Have they found out any more about who burned the Other Place?”
“Not that they’ve told me—but I guess they
wouldn’t, would they? They found out who the guy was that died, though. Did you hear?”
“A Robert Martin. I didn’t know him.”
“Buzz Martin. They called him Buzz, an airplane mechanic from Talkeetna that—” He stopped short at the startled expression on Jessie’s face. “What’s the matter? You do know him?”

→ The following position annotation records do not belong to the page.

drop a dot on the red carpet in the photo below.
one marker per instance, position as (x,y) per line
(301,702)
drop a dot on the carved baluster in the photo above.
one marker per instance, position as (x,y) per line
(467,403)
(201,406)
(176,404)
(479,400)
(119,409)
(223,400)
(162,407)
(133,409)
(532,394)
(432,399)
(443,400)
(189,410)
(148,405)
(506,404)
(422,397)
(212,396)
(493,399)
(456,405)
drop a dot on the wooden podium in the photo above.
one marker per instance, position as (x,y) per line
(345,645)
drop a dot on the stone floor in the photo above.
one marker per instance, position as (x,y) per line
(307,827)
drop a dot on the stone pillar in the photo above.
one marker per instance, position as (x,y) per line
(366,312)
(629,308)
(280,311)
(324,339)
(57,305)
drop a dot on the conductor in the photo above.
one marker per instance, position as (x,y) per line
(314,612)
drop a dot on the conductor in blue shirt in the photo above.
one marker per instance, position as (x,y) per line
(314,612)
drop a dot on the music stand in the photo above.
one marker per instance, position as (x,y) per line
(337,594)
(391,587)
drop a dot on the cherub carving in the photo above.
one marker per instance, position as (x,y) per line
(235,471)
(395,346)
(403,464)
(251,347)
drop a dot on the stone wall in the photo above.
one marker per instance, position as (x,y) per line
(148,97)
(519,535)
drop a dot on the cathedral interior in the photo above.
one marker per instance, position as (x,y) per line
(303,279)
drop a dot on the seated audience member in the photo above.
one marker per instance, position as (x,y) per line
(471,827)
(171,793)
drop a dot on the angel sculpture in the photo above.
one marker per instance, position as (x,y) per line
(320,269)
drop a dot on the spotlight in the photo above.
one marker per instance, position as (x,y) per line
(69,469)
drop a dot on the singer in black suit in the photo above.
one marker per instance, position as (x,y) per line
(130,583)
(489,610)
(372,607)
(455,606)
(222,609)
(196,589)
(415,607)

She closed her gaping mouth and shook her head,
“No, but . . . Buzz?” How many Buzzes could there be in one small area? Could it really be the Buzz? “Did he used to work in a garage for a guy named Cal Mulligan at Big Lake?”
“I think so. Somebody said he switched to planes after—o-oh, I see what you mean—Mulligan’s fire.
Shit, Jessie. Are they related?”
The idea was astonishing. Could this Buzz have
really been an intended victim and, therefore, the reason behind the burning of the Other Place? Was it even the same guy? Or, with arson in his background, was he responsible? If he was the pub arsonist, caught in his own handiwork, then the fire at Mulligan’s double-wide and Jessie’s fire could not have been set by him.
“I don’t know,” Jessie told Oscar, trying to get her mind around this new insight.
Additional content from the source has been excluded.